The 30-year-old had a scan on Monday after complaining of migraine-like symptoms dating back to the start of this month, and would need further tests to determine the cause of the stroke.
"Piri and his family have the full support of the organisation. He's getting the best possible care and advice and we are grateful this has been picked up by our medical experts, as often minor strokes remain undetected," Blues head coach Sir John Kirwan said on the team's website (www.theblues.co.nz).
The stroke may have occurred before the team travelled to South Africa in early March, the team said.
"Piri presented with transient symptoms that could have been from a migraine before he travelled and was cleared by specialists to travel, as long as he was monitored," team doctor Stephen Kara said.
"He had no other symptoms to raise further concern while we were away.
"We took the precaution of getting an MRI scan for him this week and we are thankful we are now getting to the bottom of this issue.
"Having spoken to Auckland City Hospital specialists, we are very confident that Piri's condition is not associated with any injury, in particular, any head injury.
"This was a minor stroke and he is expected to make a full recovery.

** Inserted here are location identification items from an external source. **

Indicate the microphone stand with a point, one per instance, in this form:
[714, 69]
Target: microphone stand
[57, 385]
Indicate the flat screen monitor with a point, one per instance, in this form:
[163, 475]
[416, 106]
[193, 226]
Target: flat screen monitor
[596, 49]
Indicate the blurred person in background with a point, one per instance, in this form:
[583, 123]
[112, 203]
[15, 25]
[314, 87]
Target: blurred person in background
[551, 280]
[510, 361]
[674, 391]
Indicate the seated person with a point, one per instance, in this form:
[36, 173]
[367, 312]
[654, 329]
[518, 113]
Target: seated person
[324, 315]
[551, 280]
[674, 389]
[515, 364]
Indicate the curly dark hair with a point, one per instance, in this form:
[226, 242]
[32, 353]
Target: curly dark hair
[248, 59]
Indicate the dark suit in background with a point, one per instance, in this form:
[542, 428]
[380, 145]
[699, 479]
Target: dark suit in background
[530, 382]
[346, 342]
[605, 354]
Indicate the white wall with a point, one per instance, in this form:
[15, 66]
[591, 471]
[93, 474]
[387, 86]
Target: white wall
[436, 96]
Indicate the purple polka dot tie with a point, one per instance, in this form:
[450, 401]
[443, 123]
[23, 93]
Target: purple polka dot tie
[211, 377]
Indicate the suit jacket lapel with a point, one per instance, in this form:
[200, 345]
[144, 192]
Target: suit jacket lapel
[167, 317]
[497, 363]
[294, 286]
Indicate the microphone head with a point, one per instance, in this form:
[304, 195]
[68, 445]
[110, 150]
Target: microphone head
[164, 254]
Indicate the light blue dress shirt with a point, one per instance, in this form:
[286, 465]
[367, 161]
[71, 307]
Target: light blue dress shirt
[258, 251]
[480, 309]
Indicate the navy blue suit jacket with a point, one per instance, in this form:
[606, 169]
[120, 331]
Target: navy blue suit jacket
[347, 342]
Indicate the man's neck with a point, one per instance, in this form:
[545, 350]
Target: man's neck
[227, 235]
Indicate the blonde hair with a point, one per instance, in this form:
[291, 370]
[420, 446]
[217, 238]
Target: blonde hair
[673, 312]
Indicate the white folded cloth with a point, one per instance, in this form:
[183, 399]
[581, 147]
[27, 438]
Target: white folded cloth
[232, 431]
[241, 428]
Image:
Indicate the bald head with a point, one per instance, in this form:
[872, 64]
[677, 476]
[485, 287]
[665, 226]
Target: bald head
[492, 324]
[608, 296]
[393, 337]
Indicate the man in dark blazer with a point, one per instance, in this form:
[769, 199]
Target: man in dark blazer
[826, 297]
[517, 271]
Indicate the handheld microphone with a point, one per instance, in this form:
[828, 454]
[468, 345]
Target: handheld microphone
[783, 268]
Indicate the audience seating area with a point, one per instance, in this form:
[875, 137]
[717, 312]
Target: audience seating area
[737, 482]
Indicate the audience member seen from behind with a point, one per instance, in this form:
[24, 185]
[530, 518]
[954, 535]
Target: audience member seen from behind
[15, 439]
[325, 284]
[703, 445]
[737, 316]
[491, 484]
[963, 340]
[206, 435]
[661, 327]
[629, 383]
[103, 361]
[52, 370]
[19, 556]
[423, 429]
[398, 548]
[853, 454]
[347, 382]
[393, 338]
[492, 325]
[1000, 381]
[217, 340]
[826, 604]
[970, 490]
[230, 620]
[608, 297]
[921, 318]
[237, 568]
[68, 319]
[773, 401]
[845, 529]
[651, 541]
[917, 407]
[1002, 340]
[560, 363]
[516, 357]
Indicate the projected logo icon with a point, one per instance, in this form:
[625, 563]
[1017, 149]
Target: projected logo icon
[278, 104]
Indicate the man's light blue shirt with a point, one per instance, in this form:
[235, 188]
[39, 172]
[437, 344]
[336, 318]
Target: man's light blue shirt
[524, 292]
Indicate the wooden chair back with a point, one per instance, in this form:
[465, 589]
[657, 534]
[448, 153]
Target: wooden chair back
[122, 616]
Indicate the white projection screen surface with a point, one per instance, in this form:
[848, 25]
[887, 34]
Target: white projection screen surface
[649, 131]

However any stroke is serious for anyone at any age and we must now take the time to fully understand the cause of it and the implications for Piri."
Bryn Hall will start at scrumhalf for the Blues, who lie eighth in the southern hemisphere competition and take on New Zealand rivals, the Highlanders, at Eden Park on Saturday.
Kirwin has also promoted explosive inside centre Ma'a Nonu and fellow All Black Jerome Kaino to the starting side from the bench as the players recover from injuries.
Kaino starts at blindside flanker as Steven Luatua shifts to number eight to cover Peter Saili, who had suffered a sore foot and was unable to take full part in training.